Ethanol has the advantage of burning more completely and hence lowers emissions. It also lowers mileage and increases wear and tear on engines.

More importantly, research is now showing that the fuel and emissions costs of producing ethanol outweigh the environmental benefits of the lower emissions. Perhaps the only true benefit is the ability for this country to wean itself from foreign oil and increase our use of a renewable energy source.

But what is really happening is that we're driving around burning up our food supply while using more energy in the process. This food-for-miles swap is a concept that, if enacted in any lesser developed area of the globe (or perhaps much earlier in history), would soon spell disaster--even collapse of the natural order of things.

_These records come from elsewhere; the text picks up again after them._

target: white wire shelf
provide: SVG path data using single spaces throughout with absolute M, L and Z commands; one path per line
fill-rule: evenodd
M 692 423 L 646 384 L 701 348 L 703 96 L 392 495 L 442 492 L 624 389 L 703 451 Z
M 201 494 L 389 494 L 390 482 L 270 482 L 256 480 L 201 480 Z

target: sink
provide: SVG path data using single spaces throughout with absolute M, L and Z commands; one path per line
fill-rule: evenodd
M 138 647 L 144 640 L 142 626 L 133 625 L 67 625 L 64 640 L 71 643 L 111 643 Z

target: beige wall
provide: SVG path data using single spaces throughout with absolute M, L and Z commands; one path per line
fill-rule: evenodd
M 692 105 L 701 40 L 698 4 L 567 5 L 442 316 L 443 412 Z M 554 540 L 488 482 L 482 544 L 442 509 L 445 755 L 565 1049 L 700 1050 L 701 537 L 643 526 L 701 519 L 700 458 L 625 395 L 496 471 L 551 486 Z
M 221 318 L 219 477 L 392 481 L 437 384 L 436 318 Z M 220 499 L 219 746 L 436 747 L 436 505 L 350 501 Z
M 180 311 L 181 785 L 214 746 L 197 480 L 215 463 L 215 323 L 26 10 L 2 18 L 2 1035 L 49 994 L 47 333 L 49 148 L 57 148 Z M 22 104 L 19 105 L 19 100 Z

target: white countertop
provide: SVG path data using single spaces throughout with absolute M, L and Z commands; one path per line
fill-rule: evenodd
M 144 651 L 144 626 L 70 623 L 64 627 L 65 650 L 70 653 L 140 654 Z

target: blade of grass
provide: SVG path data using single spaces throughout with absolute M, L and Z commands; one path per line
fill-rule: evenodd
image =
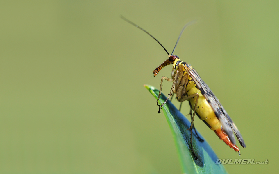
M 146 85 L 144 86 L 157 99 L 159 90 L 152 86 Z M 162 94 L 160 97 L 159 104 L 162 104 L 166 99 Z M 172 133 L 183 173 L 227 173 L 222 164 L 215 164 L 218 158 L 211 147 L 205 140 L 200 141 L 193 131 L 193 146 L 198 158 L 194 160 L 192 155 L 190 131 L 185 130 L 189 128 L 191 123 L 169 101 L 163 106 L 162 110 Z M 197 133 L 204 140 L 198 132 Z

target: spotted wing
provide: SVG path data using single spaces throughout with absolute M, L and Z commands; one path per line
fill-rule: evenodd
M 201 91 L 202 94 L 213 109 L 216 117 L 221 122 L 222 128 L 232 142 L 234 144 L 235 144 L 235 139 L 233 133 L 233 131 L 241 146 L 244 148 L 246 147 L 246 146 L 240 133 L 212 91 L 202 79 L 194 69 L 191 69 L 189 68 L 187 69 L 189 70 L 190 76 L 196 84 L 197 88 Z

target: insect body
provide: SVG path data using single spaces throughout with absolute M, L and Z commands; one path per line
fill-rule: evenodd
M 231 148 L 240 155 L 239 148 L 236 145 L 234 133 L 240 145 L 246 147 L 240 132 L 230 117 L 224 109 L 208 86 L 203 81 L 196 70 L 187 63 L 181 61 L 178 57 L 173 54 L 181 35 L 185 28 L 191 24 L 186 24 L 183 28 L 176 41 L 171 55 L 169 54 L 163 46 L 154 37 L 147 31 L 123 17 L 122 18 L 128 22 L 147 33 L 156 40 L 164 48 L 169 55 L 169 58 L 158 66 L 153 71 L 154 76 L 164 67 L 172 65 L 171 78 L 162 77 L 157 105 L 159 106 L 159 113 L 162 106 L 173 93 L 176 94 L 176 98 L 180 102 L 188 100 L 194 111 L 190 128 L 191 142 L 192 151 L 195 154 L 192 143 L 192 130 L 193 121 L 195 114 L 211 130 L 214 131 L 219 138 Z M 173 82 L 169 95 L 165 101 L 160 105 L 158 101 L 161 94 L 162 86 L 164 79 Z M 192 110 L 190 113 L 192 114 Z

Are we just deluding ourselves to think that we can free ourselves from the tyranny of foreign oil merchants at the expense of higher food costs which inevitably result from putting our corn crops into our cars? Does it matter if gas costs go down when food costs go up a corresponding amount?

Is the villain here really foreign oil? Or is the villain our lack of a comprehensive energy policy? Is it the failure of our own auto industry to manufacture cars with better gas mileage? Is it the failure of our government to create and sustain workable public transit systems and simultaneously fail to provide pedestrian access and bike lanes?

For now, we have no choice in this matter and the 2007 federal energy bill increases the mandated amounts of renewable energy that must make up the American energy picture.

It does provide food for thought, if not food for our plates.